Lauded for his handling of the pandemic, Himanta Biswa Sarma has reinforced his image as BJP’s most dynamic face as Assam prepares for elections
Amita Shah Amita Shah | 29 Jan, 2021
Himanta Biswa Sarma
It was nearing midnight but the lights were still on at the Bharatiya Janata Party (BJP) office in Agartala.
In the conference room on the first floor, Assam Minister Himanta Biswa Sarma was holding a meeting with about 20 candidates for the Assembly election of 2018, in a state where the Communist Party of India-Marxist’s (CPM) Manik Sarkar had been in power for two decades. Sarma effortlessly struck a chord with them. Several of them had quit the Congress and joined BJP, as he had done three years earlier.
By the time he was made in-charge of Tripura, Sarma, then 48, had already proved to be BJP’s fiercest strategist against his old party. He began with decimating Congress, reaching out to almost each of its leaders. The BJP edged its way into the space of the main opposition, occupied by Congress, bracing itself for a face-off with CPM. This itself impacted 46-47 per cent of the votes. Needing to wean away the Tribal vote from the Left, BJP made the controversial move of going in for an alignment with the Tribal outfit Indigenous People’s Front of Tripura (IPFT), which had been demanding a separate state. The National Democratic Alliance (NDA) won 19 of the 20 Tribal seats. Two years before the Assembly polls, if someone had asked him which state would be the most difficult for BJP to win, Sarma would have said Tripura. That hypothesis changed by the beginning of 2018, turning around to confidence about bringing down what had looked like an impregnable red citadel.
It was a strategy replicated from Assam, where BJP emerged victorious for the first time in 2016, defeating three-time Congress Chief Minister Tarun Gogoi, making inroads into the Northeast, mostly a Congress turf. Politicians in Assam say it’s Sarma’s party in power in the state, more than Chief Minister Sarbananda Sonowal’s. Overshadowed by Sarma’s strategic skills and aggressive style, Sonowal, of a milder disposition, pales into the background. The contrast was amplified during the pandemic, when Sarma, the state health minister, gave out the Covid data on his Twitter handle for 270 days without a break, used social media to help people, enforced stringent testing and quarantine rules and became the face of the state’s fight against the coronavirus.

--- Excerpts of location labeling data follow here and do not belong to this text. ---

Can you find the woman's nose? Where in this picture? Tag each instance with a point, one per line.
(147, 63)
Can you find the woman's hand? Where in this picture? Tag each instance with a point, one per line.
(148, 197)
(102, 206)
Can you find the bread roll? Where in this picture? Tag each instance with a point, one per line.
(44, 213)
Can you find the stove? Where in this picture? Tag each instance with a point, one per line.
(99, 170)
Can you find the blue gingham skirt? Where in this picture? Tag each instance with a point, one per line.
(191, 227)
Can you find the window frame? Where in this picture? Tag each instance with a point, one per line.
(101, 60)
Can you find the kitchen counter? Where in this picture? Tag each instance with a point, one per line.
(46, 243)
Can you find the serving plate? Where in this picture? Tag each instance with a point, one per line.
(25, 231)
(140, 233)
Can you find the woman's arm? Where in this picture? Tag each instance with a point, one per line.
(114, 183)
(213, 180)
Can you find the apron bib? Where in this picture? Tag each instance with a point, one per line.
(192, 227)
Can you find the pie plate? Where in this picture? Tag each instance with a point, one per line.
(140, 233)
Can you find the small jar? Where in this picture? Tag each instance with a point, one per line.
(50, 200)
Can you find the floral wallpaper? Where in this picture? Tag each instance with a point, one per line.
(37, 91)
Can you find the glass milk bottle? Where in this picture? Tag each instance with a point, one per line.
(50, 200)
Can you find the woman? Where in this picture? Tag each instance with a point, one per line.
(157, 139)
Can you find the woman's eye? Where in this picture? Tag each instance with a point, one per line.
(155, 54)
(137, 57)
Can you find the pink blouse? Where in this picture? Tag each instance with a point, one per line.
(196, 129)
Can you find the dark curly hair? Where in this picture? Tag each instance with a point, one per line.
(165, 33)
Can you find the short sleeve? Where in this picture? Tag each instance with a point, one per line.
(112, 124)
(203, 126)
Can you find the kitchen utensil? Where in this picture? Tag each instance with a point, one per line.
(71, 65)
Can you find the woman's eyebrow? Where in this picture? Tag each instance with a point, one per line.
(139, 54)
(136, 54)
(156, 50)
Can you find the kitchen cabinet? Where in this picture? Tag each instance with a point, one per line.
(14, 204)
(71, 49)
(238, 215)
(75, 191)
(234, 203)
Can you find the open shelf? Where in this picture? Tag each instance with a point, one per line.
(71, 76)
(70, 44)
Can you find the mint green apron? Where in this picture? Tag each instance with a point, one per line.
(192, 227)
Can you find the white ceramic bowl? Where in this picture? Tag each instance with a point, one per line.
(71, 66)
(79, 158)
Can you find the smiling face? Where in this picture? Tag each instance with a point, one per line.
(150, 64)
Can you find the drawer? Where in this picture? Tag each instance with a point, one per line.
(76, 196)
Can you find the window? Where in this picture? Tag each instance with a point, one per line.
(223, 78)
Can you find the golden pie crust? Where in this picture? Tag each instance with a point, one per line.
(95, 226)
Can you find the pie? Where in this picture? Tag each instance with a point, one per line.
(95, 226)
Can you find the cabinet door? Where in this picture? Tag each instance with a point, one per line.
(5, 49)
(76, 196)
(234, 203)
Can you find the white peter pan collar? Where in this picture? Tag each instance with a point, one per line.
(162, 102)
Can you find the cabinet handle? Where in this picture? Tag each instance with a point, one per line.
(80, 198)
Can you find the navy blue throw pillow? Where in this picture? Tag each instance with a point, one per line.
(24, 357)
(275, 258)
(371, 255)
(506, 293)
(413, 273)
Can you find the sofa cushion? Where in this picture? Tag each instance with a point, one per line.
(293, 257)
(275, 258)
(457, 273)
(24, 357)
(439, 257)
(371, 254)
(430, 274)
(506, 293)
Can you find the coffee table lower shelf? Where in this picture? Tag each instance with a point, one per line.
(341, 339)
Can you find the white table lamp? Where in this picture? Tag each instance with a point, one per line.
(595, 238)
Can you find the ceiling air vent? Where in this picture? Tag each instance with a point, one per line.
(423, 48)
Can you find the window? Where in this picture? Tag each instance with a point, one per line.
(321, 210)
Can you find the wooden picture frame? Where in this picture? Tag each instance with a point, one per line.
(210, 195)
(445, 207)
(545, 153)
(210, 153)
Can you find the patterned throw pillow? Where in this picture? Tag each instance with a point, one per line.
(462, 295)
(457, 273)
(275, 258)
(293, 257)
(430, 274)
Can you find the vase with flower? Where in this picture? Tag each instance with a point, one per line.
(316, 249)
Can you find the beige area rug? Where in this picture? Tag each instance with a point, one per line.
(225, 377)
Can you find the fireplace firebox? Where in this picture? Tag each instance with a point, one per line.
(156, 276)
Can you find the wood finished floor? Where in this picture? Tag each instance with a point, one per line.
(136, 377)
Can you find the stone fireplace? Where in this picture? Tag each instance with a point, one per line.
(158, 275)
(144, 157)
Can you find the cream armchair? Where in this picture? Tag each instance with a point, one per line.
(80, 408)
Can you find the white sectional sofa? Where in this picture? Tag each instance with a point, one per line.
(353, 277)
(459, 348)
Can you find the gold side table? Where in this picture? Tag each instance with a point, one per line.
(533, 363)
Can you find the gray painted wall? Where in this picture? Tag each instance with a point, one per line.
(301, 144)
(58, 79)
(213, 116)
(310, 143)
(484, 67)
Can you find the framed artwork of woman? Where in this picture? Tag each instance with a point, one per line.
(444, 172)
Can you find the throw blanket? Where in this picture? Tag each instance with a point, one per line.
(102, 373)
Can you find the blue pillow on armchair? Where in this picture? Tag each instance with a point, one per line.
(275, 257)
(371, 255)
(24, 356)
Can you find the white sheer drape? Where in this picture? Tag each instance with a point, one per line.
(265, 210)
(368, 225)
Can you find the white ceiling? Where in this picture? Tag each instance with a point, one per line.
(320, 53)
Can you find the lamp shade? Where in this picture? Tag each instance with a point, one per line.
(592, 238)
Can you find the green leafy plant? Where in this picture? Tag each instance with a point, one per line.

A BJP leader who has watched both politicians closely says that the chief minister, a quintessential Tribal from Dibrugarh in Upper Assam, is a quiet but shrewd player. Sarma, a Brahmin and eight years younger to Sonowal, may be seen as the de facto chief minister, but declaring him as BJP’s face could send out a message that the party was anti-Tribal in a state where around 12 per cent of the population is Tribal. The challenge before BJP is to balance the two faces, ensuring they work together, as the state heads for elections scheduled in April this year.
For Sarma, quitting Congress, which he was a part of for 23 years, was not an overnight decision. It had started ahead of the 2014 parliamentary elections, when Narendra Modi, then the Gujarat chief minister, had been projected as the party’s prime ministerial candidate, according to a BJP leader familiar with the developments. At that time, Ram Madhav was still in the Rashtriya Swayamsevak Sangh (RSS), handling the election campaign in Assam. Sarma had fallen out with Gogoi, his former mentor, and wanted him replaced. Through a senior officer in Assam, Madhav connected with Sarma, who then met senior BJP leaders. The leader says that because of him, BJP ended up getting seven seats, abouttwo-three more than it was anticipating, out of the 14 Lok Sabha seats. It was, however, only by the middle of 2015 that BJP managed to convince Sarma to join the party. He joined in August, without conditions. Two months later, nine MLAs loyal to him, including a Muslim, quit Congress and joined BJP.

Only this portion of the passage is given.